Nieuwe aanbesteding immaterieële Wmo voorzieningen
In 2023 starten we met de voorbereidingen voor de aanbesteding Wmo Immaterieel. Per 1 januari 2025 gaan de nieuwe contracten in. Het uitvoeren van deze aanbesteding kost ongeveer € 35.000,- onder andere voor een kostprijsonderzoek. Deze kosten dekken we uit de reguliere Wmo-middelen.
Jeugd
Vanaf 2022 stijgen de jeugdzorgkosten sterk. De trajecten van ambulante jeugdhulp duren langer en het aantal residentiële plaatsingen neemt toe. Het CJG heeft een beperkte invloed op de sterke ontwikkeling van de stijging residentiele casuïstiek. Daarnaast zijn er kosten ten behoeve van een herstelplan van een grote en landelijk opererende zorgaanbieder. Hierover hebben we in de eerste bestuursrapportage 2023 gerapporteerd.

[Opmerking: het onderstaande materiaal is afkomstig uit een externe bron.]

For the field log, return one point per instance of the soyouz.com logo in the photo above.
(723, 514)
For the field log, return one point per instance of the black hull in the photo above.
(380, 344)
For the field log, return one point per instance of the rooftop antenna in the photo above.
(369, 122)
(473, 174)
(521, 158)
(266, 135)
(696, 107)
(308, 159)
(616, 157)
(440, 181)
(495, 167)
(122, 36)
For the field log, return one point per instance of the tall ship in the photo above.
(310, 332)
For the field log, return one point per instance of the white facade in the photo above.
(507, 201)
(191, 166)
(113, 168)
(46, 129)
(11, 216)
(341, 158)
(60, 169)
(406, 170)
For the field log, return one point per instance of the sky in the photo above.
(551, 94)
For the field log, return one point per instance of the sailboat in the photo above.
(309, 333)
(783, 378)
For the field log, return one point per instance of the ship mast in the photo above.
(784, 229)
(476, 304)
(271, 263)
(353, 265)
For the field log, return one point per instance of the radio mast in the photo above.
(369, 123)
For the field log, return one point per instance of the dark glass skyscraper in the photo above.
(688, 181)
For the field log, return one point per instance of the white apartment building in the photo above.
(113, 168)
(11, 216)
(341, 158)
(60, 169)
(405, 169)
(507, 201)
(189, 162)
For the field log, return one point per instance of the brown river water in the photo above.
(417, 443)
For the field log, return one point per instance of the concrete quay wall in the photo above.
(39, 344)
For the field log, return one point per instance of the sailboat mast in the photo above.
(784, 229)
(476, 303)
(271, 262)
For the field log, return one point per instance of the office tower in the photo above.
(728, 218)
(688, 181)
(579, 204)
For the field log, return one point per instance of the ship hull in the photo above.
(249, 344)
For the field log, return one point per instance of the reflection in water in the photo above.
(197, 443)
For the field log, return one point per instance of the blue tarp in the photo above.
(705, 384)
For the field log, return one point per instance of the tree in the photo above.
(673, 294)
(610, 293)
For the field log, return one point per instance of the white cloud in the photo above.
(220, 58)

In de eerste vier maanden van 2023 zien we een verdere stijging van kosten op met name ambulante jeugdhulp. De stijging van het aantal zaken residentiele zorg lijkt te stabiliseren, maar het is nog te vroeg om te kunnen zeggen of de kosten zullen dalen. We houden rekening met een prognose van € 25,64 miljoen, inclusief Veilig Thuis van ca. € 650.000. Deze prognose is op dit moment binnen de gemeentelijke begroting te dekken. We blijven dit nauwlettend volgen.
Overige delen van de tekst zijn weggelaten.